Ronette Pulaski stumbles into town in a daze, skimpily dressed, with the same twine marks found on her wrists that Laura Palmer had.
FBI Special Agent Dale Cooper arrives, having been on a similar case where other young ladies have died. The letter J is found underneath her fingernail and implicates everyone whose name begins with J, which is nearly every character on screen.
Discussion with Spoilers:John Gardner in The Forms of Fiction argues that the form helps create meaning. This can be true if with limited utility. I'll start with the "mystery" as a form that shapes what is and isn't going on here.

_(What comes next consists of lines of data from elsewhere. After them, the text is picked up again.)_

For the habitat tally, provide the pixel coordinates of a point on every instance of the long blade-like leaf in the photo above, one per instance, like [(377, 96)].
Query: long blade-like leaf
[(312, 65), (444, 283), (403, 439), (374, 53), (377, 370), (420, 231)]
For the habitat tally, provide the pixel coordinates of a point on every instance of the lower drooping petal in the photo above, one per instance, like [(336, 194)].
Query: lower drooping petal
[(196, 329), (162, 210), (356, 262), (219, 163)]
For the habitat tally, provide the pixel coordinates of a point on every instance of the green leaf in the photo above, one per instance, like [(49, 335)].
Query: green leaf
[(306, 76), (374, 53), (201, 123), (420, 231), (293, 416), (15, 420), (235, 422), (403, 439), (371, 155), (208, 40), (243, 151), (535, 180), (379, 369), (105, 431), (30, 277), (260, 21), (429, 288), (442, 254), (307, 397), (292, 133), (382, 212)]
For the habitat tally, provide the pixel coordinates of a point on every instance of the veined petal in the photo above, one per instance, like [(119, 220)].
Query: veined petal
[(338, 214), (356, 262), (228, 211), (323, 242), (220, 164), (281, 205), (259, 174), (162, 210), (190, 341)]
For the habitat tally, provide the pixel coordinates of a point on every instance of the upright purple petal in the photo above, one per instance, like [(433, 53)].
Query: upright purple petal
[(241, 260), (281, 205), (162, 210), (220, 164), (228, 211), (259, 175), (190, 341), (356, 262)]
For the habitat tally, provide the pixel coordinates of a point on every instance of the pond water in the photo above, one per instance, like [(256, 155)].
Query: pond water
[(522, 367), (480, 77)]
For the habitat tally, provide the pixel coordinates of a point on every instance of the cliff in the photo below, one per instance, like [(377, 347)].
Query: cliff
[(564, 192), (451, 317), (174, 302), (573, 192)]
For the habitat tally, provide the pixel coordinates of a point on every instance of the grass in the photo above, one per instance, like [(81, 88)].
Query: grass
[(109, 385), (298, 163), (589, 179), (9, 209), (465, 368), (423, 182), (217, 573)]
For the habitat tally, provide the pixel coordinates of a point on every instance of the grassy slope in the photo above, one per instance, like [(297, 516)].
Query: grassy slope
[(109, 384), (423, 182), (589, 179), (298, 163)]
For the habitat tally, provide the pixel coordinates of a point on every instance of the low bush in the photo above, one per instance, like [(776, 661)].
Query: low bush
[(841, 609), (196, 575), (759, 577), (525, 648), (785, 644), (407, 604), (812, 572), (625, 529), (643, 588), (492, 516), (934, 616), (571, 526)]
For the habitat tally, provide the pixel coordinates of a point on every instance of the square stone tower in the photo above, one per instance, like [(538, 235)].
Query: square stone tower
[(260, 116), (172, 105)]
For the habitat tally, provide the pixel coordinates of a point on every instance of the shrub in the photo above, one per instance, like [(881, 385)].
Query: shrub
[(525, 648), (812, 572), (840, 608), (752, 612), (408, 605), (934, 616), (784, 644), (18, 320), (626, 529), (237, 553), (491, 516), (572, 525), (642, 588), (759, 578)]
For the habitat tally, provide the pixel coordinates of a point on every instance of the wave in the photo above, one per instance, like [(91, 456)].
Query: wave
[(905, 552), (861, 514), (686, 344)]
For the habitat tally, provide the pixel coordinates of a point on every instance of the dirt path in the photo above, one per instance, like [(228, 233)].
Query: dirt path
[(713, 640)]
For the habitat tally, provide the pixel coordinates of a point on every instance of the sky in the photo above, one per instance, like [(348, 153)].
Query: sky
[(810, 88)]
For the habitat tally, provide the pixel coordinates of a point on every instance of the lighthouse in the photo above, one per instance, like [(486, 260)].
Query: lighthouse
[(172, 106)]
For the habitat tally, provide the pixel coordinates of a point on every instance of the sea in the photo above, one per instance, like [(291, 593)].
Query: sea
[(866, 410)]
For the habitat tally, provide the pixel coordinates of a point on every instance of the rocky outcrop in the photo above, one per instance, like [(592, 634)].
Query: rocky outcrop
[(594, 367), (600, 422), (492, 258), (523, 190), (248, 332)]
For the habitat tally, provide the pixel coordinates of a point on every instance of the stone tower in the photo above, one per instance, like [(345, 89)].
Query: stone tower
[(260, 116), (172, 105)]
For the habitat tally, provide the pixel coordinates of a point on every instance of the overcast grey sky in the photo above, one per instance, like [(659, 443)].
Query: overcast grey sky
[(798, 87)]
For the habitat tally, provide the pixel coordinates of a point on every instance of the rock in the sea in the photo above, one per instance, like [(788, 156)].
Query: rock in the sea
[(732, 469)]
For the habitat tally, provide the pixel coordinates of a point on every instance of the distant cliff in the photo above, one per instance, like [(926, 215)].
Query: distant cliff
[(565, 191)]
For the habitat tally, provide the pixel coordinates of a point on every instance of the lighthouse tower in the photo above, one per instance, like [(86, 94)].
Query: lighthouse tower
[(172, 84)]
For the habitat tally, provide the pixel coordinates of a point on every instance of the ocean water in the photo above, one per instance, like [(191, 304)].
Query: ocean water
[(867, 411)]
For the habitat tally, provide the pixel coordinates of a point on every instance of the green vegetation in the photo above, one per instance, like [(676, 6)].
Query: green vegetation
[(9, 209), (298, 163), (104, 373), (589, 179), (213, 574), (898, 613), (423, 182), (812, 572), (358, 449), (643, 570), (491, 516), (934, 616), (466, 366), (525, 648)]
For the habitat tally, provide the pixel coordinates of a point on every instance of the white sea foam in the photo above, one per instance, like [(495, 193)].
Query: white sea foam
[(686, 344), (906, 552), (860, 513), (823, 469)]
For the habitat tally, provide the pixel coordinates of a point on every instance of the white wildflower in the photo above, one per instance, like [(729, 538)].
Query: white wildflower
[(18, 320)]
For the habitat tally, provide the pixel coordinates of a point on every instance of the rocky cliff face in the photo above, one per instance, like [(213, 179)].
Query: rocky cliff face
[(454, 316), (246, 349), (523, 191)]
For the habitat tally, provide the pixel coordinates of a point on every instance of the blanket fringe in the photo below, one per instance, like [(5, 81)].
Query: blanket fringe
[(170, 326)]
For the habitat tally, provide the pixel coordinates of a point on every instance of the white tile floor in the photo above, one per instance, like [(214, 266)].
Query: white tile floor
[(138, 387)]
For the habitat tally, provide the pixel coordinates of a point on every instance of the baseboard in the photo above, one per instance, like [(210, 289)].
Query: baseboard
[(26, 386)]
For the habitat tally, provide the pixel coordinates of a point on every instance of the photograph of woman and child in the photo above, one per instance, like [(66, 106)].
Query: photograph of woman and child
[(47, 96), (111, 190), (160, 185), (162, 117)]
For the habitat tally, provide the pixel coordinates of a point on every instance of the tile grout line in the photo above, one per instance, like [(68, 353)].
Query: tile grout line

We have a crime--murder--and typical clues, such as the letter J. But the show veers from the form in its unorthodox methods of detection, primarily in its use of dreams, clairvoyance, and intuition. We accept this, in part, because Sherlock Holmes our founding father of mysteries, worked with such encyclopedic knowledge that it often seemed supernatural. However, one might attribute their use to scientific observations such micro-expressions or body gestures although none of that is specifically used.
Agent Cooper accepts his dreams and hallucinations as a legitimate form of evidence, and investigates on the basis of them, which no one questions. He throws rocks at a bottle to decide whether a person whose name starts with J is related to the murder of Laura Palmer.
The letter J is not only the name of the perpetrator, but also segues into the name of a culpable place. Even clues have double meanings.
Doubles are everywhere. Nearly everyone leads a double-life relationally--a bad one and a good one. If you're blond in Twin Peaks, your primary relationship is bad. Laura Palmer leads a double life as a popular student, but also a destructive one as a professional call girl who has a cocaine habit, which she uses to force her popular, football-playing boyfriend into the double life of dealing the drug. Palmer doubles again when her cousin arrives (played by the same person, except with dark hair). At one point, the actress plays the doubled cousin doubling as her cousin.
Most of the characters have these double relationships, double employments. Benjamin Horne, for instance, not only owns an above-board lodge and department store, but also has plans for the destruction of the sawmill and its owners, not to mention some stake in the prostitution ring in the casino on the other side of the Canadian border. Canada isn't Canada, per se, but that borderland of personality where people aren't who they display on the surface.
The town and its attitudes and limited locales feel more provincial and casual than a town of 50,000. 5,000 may be more accurate. This, too, might be considered a double: plenty of employment opportunity of a larger town but with the casual and intimate relations of a smaller town.
Interestingly, the secondary double assumes the primary role within the narrative in most cases.
I'd be curious to learn what true-form mystery aficionados thought of the series when it aired. One imagines a lot of grumbling consternation.